REPUBLIKA.CO.ID, JAKARTA -- Mantan Ketua Muhammadiyah, Din Syamsuddin mengatakan, kondisi nasional bangsa ini ada yang mengatakan sedang gonjang-ganjing atau carut marut. Ada tiga hal yang menyebabkan hal itu bisa terjadi.
Pertama, kealfaan kita dalam menerapkan nilai-nilai Pancasila. Kealfaan tersebut karena masyarakat ada yang terjebak pada romantisme Pancasila sehingga dari sikap yang demikian ada yang menuduh kelompok lain sebagai kelompok anti-Pancasila.
Kedua, ada masyarakat yang trauma kepada Pancasila. Kelompok ini merasakan bagaimana penerapan Pancasila pada masa lampau yang tak pernah muncul dalam kehidupan bahkan Pancasila diselewengkan pada masa itu.
Ketiga, ada yang kritis terhadap Pancasila sebagai ideologi terbuka di satu sisi, di sisi yang lain munculnya adanya anggapan ada ideologi lain sebagai ideologi yang lebih baik.
Hal tersebut dia sampaikan saat menjadi pembicara dalam Konferensi Nasional Etika Kehidupan Berbangsa, Rabu, (31/5), di Gedung Nusantara IV, Komplek Gedung MPR/DPR/DPD, Jakarta. Ketiga hal tadi, menurut Din, diperburuk oleh kegagalan pemerintah dalam menerapkan Pancasila sehingga sistem kita dirasuki oleh nilai-nilai lain. "Untuk itu konferensi Etika ini sangat penting," ujarnya.
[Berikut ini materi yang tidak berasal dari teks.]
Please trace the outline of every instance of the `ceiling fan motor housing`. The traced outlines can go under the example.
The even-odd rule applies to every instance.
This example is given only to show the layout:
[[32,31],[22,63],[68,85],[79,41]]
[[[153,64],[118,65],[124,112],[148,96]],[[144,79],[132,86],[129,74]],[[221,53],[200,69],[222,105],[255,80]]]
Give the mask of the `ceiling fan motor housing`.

Untuk itu, Pancasila, menurut Din, harus diaktualkan. Kata Din, dalam menjalankan Pancasila bisa dilakukan dengan pendekatan agama. "Karena dalam Pancasila ada Sila I," ujarnya.
Untuk itu ditegaskan Din, tak boleh memisahkan agama dengan negara. Agama bagi Din tak boleh dijadikan sasaran pembangunan tetapi harus menjadi sarana pembangunan.
Dalam kesempatan itu Din mengusulkan, pertama, bangsa ini harus menekankan pendidikan yang diarahkan pada nilai. "Ini yang belum kita lakukan," ujarnya.
Kedua, menurut Din, kita harus ada kemauan dan kemampuan mensenyawakan Pancasila dalam setiap tataran pembangunan. Ketiga, adanya keteladanan. Bila itu tak dilakukan, maka ia khawatir Pancasila hanya akan diseminarkan dan diseremonialkan.